Starke Quartalsergebnisse, erhöhte Jahresprognose, eine ausgebaute Google-Partnerschaft — und trotzdem fällt die Aktie. Bei ServiceNow klafft die Lücke zwischen operativer Leistung und Börsenbewertung so weit auseinander wie selten zuvor.
Absturz trotz Rekordaufträgen
Der Kurs notiert rund 52 Prozent unter seinem Jahreshoch. Seit Jahresbeginn hat die Aktie fast 39 Prozent verloren.
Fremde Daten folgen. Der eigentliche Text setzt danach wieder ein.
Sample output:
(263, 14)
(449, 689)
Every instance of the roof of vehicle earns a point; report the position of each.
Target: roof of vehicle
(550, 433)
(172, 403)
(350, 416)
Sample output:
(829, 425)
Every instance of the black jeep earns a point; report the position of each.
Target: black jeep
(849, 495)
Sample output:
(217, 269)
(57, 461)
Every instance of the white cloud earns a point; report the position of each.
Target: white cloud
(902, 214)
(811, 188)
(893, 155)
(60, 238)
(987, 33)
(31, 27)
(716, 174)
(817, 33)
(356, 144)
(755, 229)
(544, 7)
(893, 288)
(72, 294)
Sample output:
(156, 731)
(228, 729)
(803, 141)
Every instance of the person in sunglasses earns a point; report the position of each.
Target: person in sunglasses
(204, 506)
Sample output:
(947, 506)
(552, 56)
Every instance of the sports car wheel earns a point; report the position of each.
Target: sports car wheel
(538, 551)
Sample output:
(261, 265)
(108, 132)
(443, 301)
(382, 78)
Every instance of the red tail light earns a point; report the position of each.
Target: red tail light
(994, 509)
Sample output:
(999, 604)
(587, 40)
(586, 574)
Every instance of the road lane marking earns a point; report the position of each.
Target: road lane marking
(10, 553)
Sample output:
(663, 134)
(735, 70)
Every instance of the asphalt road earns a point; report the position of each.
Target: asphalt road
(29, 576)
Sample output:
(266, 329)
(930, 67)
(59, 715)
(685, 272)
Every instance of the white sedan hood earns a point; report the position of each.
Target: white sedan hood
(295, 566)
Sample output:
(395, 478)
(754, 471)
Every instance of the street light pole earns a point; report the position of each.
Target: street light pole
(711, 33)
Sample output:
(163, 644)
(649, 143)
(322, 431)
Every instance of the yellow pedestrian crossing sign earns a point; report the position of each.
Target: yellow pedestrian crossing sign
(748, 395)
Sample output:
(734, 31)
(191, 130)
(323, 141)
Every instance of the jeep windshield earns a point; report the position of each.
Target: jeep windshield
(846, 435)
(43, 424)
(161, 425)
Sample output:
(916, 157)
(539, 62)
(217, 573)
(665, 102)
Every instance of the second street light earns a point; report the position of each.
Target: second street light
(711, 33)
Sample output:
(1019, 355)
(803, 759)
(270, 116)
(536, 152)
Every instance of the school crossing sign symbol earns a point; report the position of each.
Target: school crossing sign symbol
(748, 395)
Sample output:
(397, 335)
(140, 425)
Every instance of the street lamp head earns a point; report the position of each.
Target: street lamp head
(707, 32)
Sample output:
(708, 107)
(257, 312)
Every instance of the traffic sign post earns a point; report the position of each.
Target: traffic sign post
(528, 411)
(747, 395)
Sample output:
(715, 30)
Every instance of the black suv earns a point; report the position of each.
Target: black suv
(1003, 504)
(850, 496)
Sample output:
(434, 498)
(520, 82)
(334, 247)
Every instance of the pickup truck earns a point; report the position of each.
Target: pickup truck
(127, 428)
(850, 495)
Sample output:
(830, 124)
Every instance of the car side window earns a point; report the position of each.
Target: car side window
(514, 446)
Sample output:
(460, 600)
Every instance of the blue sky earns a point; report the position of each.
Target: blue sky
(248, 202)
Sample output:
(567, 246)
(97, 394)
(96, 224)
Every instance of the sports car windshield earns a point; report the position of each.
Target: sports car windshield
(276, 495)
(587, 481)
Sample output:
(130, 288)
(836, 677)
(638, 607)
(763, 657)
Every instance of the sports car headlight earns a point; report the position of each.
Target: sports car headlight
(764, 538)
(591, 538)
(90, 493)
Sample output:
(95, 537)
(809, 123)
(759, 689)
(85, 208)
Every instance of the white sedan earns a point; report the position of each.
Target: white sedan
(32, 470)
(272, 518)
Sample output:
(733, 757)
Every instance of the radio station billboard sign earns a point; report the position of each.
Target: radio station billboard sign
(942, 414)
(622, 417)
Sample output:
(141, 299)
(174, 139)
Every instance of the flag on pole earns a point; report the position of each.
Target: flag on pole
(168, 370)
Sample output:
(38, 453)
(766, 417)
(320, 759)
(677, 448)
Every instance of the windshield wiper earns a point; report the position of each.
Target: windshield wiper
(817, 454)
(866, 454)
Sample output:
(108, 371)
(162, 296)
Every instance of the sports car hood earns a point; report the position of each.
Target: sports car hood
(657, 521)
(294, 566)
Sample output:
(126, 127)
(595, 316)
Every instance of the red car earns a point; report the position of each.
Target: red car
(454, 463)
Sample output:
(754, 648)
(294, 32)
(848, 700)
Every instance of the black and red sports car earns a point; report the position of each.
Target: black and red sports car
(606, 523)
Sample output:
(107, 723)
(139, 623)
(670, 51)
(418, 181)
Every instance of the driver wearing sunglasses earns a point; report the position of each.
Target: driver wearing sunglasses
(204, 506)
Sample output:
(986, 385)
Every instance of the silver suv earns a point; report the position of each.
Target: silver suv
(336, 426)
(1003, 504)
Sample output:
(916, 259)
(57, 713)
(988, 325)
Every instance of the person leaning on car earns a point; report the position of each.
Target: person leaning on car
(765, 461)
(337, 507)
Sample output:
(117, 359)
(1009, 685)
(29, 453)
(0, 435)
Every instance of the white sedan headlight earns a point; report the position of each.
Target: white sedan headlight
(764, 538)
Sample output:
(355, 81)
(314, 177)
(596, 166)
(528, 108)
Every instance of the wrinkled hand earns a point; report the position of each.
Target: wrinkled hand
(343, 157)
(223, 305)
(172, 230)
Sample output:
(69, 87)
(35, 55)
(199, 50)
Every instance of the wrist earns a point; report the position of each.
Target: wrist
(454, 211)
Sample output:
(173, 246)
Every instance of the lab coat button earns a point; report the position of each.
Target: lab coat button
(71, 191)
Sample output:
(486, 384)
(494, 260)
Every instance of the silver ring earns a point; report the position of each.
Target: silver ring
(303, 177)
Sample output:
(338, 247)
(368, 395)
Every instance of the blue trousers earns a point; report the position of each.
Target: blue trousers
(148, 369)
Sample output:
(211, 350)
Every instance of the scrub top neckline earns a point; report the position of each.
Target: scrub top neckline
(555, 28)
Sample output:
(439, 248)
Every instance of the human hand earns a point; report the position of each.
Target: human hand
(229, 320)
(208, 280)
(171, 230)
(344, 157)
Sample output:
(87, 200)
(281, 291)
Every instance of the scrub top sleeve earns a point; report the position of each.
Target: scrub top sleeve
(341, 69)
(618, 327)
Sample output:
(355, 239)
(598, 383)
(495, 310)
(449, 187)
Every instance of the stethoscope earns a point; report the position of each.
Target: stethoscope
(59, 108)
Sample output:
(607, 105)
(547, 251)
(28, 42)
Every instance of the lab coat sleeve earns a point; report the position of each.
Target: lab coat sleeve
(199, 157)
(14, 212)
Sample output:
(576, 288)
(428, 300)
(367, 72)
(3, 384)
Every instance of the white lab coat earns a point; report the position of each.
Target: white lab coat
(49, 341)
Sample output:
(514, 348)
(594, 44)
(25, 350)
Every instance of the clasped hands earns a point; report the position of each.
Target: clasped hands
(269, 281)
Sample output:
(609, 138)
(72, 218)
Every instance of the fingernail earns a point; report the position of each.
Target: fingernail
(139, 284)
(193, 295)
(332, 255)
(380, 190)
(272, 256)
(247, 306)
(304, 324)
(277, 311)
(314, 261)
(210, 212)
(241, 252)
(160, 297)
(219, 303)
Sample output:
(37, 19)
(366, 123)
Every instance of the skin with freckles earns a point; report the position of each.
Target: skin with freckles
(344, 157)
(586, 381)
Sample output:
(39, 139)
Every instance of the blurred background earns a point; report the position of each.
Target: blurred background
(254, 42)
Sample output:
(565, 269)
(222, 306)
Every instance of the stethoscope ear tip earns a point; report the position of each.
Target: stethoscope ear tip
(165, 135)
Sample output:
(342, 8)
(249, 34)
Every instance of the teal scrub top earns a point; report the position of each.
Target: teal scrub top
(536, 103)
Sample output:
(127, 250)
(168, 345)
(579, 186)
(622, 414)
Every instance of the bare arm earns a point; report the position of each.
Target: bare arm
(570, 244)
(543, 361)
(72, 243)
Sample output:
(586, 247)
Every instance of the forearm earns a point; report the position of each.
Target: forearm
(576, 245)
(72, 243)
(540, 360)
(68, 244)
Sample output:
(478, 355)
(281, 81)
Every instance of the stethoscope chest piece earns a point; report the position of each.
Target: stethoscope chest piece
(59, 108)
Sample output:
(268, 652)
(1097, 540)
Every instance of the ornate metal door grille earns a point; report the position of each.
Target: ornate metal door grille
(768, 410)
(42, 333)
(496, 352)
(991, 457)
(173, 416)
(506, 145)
Das Unternehmen lieferte im ersten Quartal 2026 trotzdem: Umsatz von 3,77 Milliarden Dollar übertraf die Erwartungen, der bereinigte Gewinn je Aktie lag bei 0,97 Dollar.
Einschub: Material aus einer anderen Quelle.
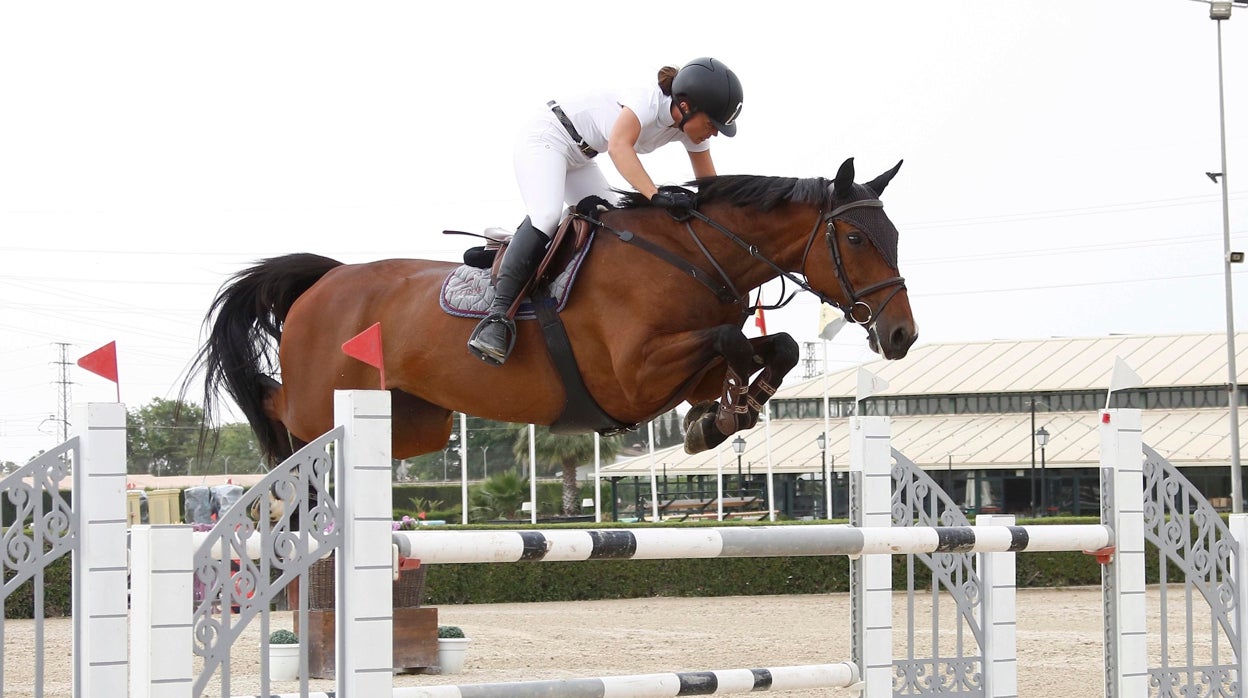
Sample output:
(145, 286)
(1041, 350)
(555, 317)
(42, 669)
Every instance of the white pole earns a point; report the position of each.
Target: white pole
(1237, 498)
(100, 662)
(828, 442)
(654, 481)
(598, 477)
(533, 473)
(719, 482)
(363, 637)
(463, 466)
(771, 485)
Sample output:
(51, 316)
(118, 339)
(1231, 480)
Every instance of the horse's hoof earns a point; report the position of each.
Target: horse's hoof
(703, 435)
(697, 412)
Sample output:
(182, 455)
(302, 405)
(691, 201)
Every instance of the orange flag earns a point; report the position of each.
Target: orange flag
(104, 362)
(367, 347)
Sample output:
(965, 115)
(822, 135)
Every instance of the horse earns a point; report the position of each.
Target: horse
(654, 320)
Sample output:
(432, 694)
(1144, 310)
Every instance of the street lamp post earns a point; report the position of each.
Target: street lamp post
(1221, 10)
(739, 446)
(1042, 440)
(821, 441)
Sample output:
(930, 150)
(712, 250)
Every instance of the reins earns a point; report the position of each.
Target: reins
(726, 291)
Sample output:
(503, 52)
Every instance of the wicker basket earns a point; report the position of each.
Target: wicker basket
(408, 588)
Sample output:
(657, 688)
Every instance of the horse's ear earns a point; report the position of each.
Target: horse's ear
(844, 185)
(877, 184)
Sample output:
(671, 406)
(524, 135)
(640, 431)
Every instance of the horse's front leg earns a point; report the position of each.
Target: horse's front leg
(739, 406)
(778, 353)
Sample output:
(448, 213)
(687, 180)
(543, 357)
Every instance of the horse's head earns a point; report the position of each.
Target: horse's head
(854, 262)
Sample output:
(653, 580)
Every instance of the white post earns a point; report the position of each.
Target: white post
(654, 477)
(533, 473)
(997, 616)
(161, 616)
(771, 481)
(463, 467)
(1238, 526)
(1122, 460)
(99, 565)
(365, 611)
(871, 588)
(598, 477)
(719, 481)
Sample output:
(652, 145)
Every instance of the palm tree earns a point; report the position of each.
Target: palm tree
(568, 451)
(499, 496)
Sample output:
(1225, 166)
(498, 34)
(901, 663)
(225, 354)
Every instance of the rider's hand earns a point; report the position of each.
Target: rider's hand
(677, 200)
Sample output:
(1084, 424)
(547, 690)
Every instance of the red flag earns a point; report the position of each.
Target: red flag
(104, 362)
(367, 347)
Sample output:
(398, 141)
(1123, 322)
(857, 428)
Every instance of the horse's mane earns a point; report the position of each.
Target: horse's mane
(748, 190)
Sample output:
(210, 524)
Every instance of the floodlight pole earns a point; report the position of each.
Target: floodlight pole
(1219, 11)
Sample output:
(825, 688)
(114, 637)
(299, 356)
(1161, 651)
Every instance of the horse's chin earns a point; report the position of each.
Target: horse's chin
(894, 350)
Die Auftragspipeline wächst ebenfalls. Die verbleibenden Leistungsverpflichtungen stiegen auf 27,7 Milliarden Dollar — ein Plus von 25 Prozent gegenüber dem Vorjahr. Kunden, die mehr als eine Million Dollar jährlich für das KI-Produkt Now Assist ausgeben, wuchsen um über 130 Prozent.
Für das Gesamtjahr 2026 erhöhte ServiceNow die Prognose für Abonnementumsätze auf 15,74 bis 15,78 Milliarden Dollar. Das ist eine deutliche Anhebung gegenüber dem vorherigen Zielkorridor.
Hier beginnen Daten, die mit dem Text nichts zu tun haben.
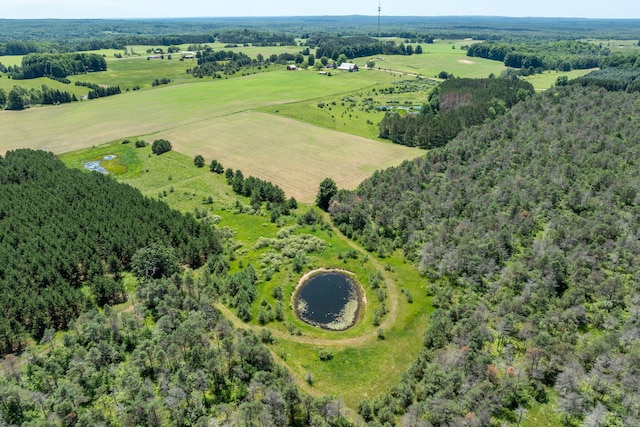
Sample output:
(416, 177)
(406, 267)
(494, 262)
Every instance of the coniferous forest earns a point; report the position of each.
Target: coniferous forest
(528, 226)
(520, 223)
(63, 229)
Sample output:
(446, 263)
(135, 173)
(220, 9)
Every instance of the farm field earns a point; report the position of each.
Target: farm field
(362, 364)
(443, 55)
(201, 118)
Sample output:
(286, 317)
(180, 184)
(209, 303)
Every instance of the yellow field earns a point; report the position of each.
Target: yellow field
(215, 119)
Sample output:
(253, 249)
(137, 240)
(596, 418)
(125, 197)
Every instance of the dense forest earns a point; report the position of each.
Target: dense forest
(171, 358)
(62, 230)
(618, 78)
(561, 55)
(455, 104)
(528, 227)
(60, 35)
(58, 66)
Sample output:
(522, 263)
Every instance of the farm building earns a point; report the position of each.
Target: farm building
(348, 66)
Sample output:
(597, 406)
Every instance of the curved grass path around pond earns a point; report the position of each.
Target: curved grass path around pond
(370, 335)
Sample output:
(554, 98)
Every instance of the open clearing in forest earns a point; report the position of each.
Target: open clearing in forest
(214, 119)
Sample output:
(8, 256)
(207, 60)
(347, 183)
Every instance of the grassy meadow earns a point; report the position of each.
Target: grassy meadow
(290, 128)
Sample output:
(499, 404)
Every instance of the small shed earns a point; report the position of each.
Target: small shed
(348, 66)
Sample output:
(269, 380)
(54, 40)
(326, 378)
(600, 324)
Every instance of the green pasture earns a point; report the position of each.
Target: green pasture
(129, 72)
(363, 365)
(215, 119)
(617, 46)
(443, 55)
(11, 60)
(357, 113)
(7, 84)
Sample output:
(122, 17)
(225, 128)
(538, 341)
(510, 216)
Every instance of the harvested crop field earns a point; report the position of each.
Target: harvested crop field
(292, 154)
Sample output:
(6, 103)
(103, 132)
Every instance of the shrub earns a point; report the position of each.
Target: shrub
(160, 146)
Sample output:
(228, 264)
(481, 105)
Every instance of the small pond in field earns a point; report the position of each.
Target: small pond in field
(329, 300)
(96, 165)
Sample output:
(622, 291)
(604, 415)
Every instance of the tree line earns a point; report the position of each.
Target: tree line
(331, 46)
(172, 360)
(60, 65)
(454, 105)
(527, 229)
(63, 229)
(563, 55)
(20, 98)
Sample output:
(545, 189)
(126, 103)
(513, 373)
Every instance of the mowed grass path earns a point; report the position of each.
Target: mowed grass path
(213, 118)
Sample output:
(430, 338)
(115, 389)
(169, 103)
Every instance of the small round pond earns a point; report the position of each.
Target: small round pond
(329, 300)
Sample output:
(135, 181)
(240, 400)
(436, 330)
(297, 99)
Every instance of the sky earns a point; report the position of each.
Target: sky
(35, 9)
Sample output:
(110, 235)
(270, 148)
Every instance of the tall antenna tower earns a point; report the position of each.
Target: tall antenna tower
(379, 10)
Geopolitik und Margendruck
Ein Störfaktor bleibt der Nahe Osten. Mehrere große On-Premise-Verträge in der Region verzögerten sich wegen des anhaltenden Konflikts. CFO Gina Mastantuono sprach gegenüber CNBC von „zusätzlicher Vorsicht“ in der Jahresprognose. Der Effekt auf das Umsatzwachstum im ersten Quartal lag bei rund 75 Basispunkten.
Die GAAP-Bruttomarge sank auf 75 Prozent, nach 79 Prozent im Vorjahr. Integrationskosten aus der Armis-Akquisition drückten auf die Marge. Die Non-GAAP-Betriebsmarge stieg hingegen leicht auf 32 Prozent.
Google-Partnerschaft und KI-Strategie
Parallel zur Quartalsmeldung vertiefte ServiceNow seine Allianz mit Google Cloud. Beide Unternehmen präsentierten neue KI-Agenten für Großkonzerne — in Bereichen wie 5G-Netzwerke, Einzelhandel und IT-Systeme. Technisch verbindet ein gemeinsames Interoperabilitäts-Framework die Gemini-Plattform von Google mit der ServiceNow AI Platform. Google Cloud kürte ServiceNow zum Partner des Jahres 2026 in vier Kategorien.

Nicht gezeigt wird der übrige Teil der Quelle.